The Justices also challenged the FTC to explain why courts should infuse Section 13(b) with implied grants of remedial authority when other portions of the Act, such as Section 5(l) and Section 19, make that right explicit. Justice Kagan, in particular, wondered why Section 19 of the Act would have been passed after Section 13(b), because Section 13(b)’s pathways to relief was so much more relaxed. She suggested that a broad construction of Section 13(b) would essentially make Section 19 “irrelevant.” And Justice Breyer and Justice Gorsuch powerfully highlighted the seeming unfairness of allowing the FTC to make up standards of unfair and deceptive conduct and then extracting damages for their violation without providing clear advance notice.

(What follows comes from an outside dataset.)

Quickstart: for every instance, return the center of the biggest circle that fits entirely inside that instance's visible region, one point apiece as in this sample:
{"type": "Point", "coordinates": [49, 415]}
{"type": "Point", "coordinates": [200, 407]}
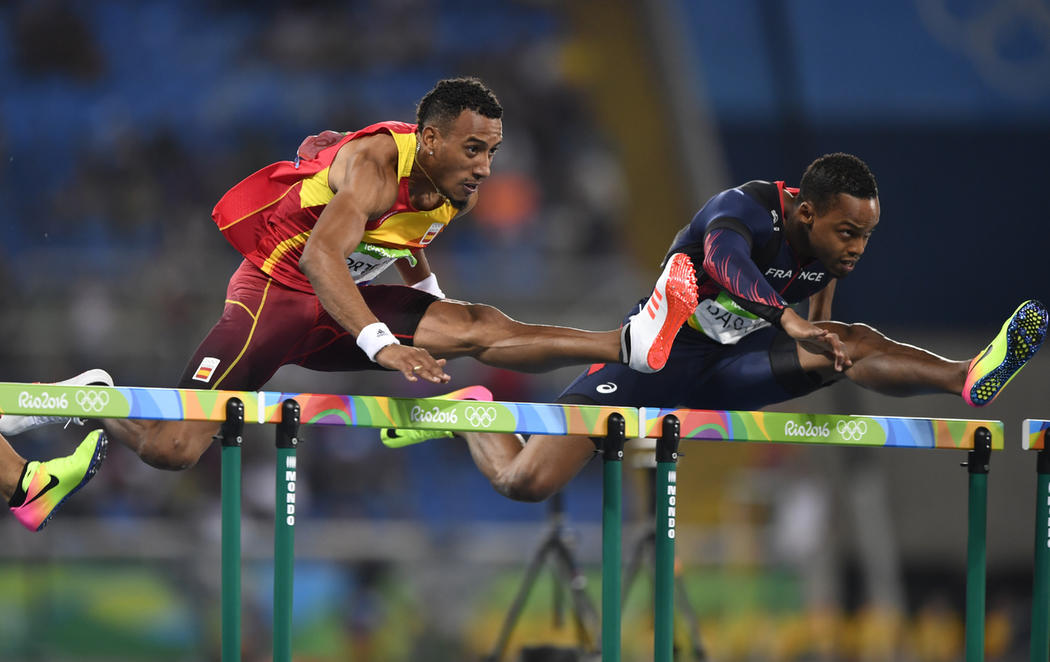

Justice Alito and Justice Kavanaugh also pointed to a former FTC official’s explanation of how the Commission had seemingly plotted to expand the scope of Section 13(b) beyond its text and been surprised when the gambit worked. See David M. FitzGerald, The Genesis of Consumer Protection Remedies under Section 13(b) of the FTC Act. Justice Kavanaugh also seemed troubled by the inroads to the separation of powers that would be carved by an expansive interpretation of Section 13(b)—allowing the executive branch to both set standards and enforce them in a single action.
Meanwhile, Justice Sotomayor focused on the absence of any legislative history supporting the view that Section 13(b) authorized monetary awards, while Section 19 was passed to fill a seeming gap in the FTC’s enforcement authority.
A decision is expected from the Court in the coming months.